With just six ingredients and fifteen minutes, this recipe is testimony that you don’t need hours of time or an endless pantry to make delicious food. Don’t be scared of the word ‘Finocchio’ (fennel), you won't be tasting licorice here, but you will be eating the ultimate balance of savoury, herbaceous and slightly spiced flavours.

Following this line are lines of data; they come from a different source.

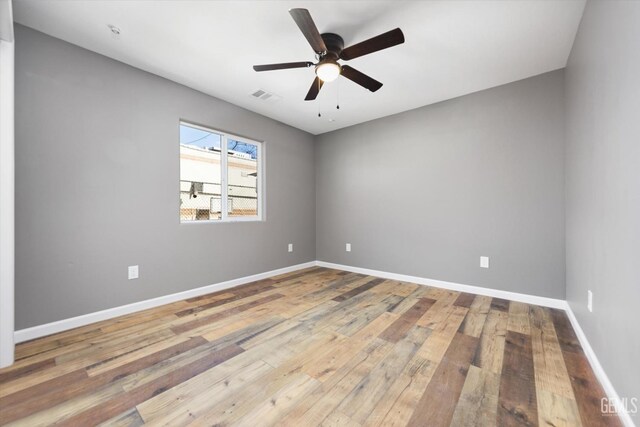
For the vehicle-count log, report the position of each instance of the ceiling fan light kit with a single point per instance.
(329, 48)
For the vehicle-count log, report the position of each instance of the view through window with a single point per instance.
(219, 176)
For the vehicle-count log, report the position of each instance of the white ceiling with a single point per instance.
(452, 48)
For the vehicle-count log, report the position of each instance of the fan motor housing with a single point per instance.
(334, 44)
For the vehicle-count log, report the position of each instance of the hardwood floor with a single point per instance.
(314, 347)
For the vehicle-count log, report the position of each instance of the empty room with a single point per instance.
(320, 213)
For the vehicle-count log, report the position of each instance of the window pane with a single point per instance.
(242, 164)
(200, 174)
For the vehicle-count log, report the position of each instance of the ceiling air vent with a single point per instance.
(268, 97)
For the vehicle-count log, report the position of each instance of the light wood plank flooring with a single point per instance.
(313, 347)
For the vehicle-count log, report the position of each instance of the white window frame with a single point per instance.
(224, 188)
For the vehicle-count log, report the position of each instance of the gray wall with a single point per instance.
(427, 192)
(97, 186)
(603, 186)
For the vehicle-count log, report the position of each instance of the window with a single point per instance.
(220, 176)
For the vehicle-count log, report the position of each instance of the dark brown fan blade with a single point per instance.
(314, 89)
(309, 29)
(283, 66)
(383, 41)
(360, 78)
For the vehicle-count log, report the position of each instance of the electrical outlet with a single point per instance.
(484, 261)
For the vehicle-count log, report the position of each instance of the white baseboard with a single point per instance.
(495, 293)
(513, 296)
(75, 322)
(86, 319)
(598, 370)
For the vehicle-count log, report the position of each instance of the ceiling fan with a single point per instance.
(329, 48)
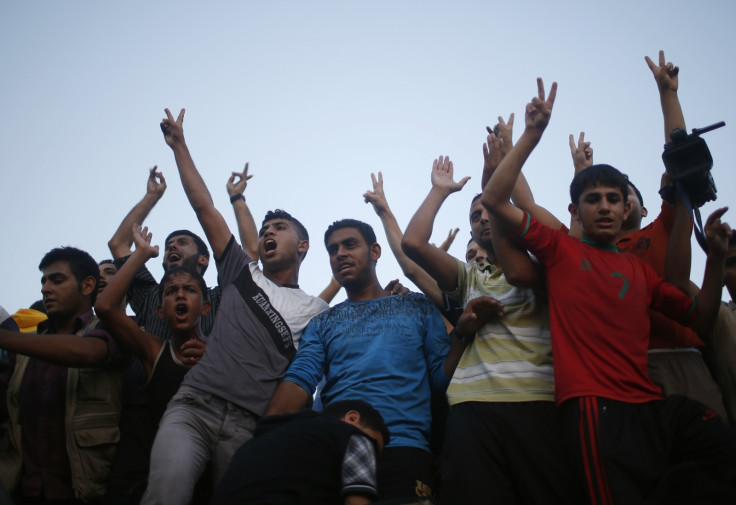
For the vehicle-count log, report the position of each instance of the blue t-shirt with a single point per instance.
(387, 352)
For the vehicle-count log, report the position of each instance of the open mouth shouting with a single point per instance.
(269, 245)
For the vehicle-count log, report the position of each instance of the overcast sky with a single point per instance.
(317, 95)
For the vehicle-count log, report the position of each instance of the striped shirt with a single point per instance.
(510, 359)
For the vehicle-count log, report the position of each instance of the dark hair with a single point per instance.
(182, 269)
(598, 175)
(369, 416)
(201, 246)
(636, 191)
(365, 229)
(80, 263)
(301, 231)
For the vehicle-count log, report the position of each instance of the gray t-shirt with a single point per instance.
(257, 328)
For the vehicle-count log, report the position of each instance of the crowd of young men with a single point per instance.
(205, 396)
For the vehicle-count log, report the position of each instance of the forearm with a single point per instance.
(288, 398)
(709, 297)
(64, 350)
(121, 241)
(672, 113)
(415, 243)
(678, 257)
(246, 228)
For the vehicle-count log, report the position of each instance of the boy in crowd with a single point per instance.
(631, 446)
(309, 458)
(257, 329)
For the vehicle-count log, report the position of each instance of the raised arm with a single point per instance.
(666, 77)
(521, 195)
(214, 225)
(246, 224)
(717, 234)
(582, 158)
(377, 198)
(145, 346)
(498, 190)
(121, 241)
(436, 262)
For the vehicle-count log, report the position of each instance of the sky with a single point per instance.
(317, 96)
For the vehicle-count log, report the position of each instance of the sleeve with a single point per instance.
(359, 468)
(140, 288)
(231, 262)
(307, 368)
(436, 346)
(539, 239)
(669, 300)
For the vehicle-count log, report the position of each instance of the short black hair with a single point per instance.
(369, 416)
(201, 246)
(80, 263)
(365, 229)
(182, 269)
(301, 231)
(598, 175)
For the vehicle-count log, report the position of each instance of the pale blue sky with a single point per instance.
(317, 95)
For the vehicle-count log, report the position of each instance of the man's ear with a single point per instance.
(352, 417)
(375, 251)
(302, 246)
(88, 285)
(627, 209)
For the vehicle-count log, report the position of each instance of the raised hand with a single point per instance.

This pairs wonderfully with a glass of Verdicchio or Chardonnay.

Cacio e Finocchio

Ingredients

 

Serves: 2

Time: 15 mins

 

·   3 tsp Fennel Seeds

·   4 Rashers of Smoked Streaky Bacon or Pancetta

·   200g Pasta of choice

·   30g Unsalted Butter

·   50g finely grated Parmesan or Pecorino

·   200ml Pasta Water

 

 

Instructions

 

1. Boil a full kettle. Heat a frying pan over medium heat (no oil). Tip in the fennel seeds and toast for 1-2 mins until aromatic and slightly golden. 

 

2. Grind the seeds to a fine powder in either a spice grinder or pestle and mortar. Leave to one side.

 

3. Chop your bacon/pancetta into small pieces and add them to the same frying pan used to toast the fennel seeds (no oil). Heat it on medium heat and leave the bacon to cook for 5-6 mins until it turns golden and slightly crispy. Once cooked, remove the pan from the heat.

 

4. While the bacon is cooking, add your pasta to a sauce pan and fill it with enough water to cook your pasta from the boiled kettle. Season with a generous pinch of salt and cook 1-2 mis less than the back of pack instructions. Reserve 200ml of the pasta water.

 

5. Drain the pasta and add it to the bacon pan along with the butter, the ground fennel seeds, Parmesan/Pecorino and ¾ of the reserved pasta water. Leave it for 20 seconds or so until the butter and cheese have melted slightly. Toss it with some tongs until the sauce has thickened. 

 

6. Season with black pepper and add more pasta water if you’d like. Serve and enjoy!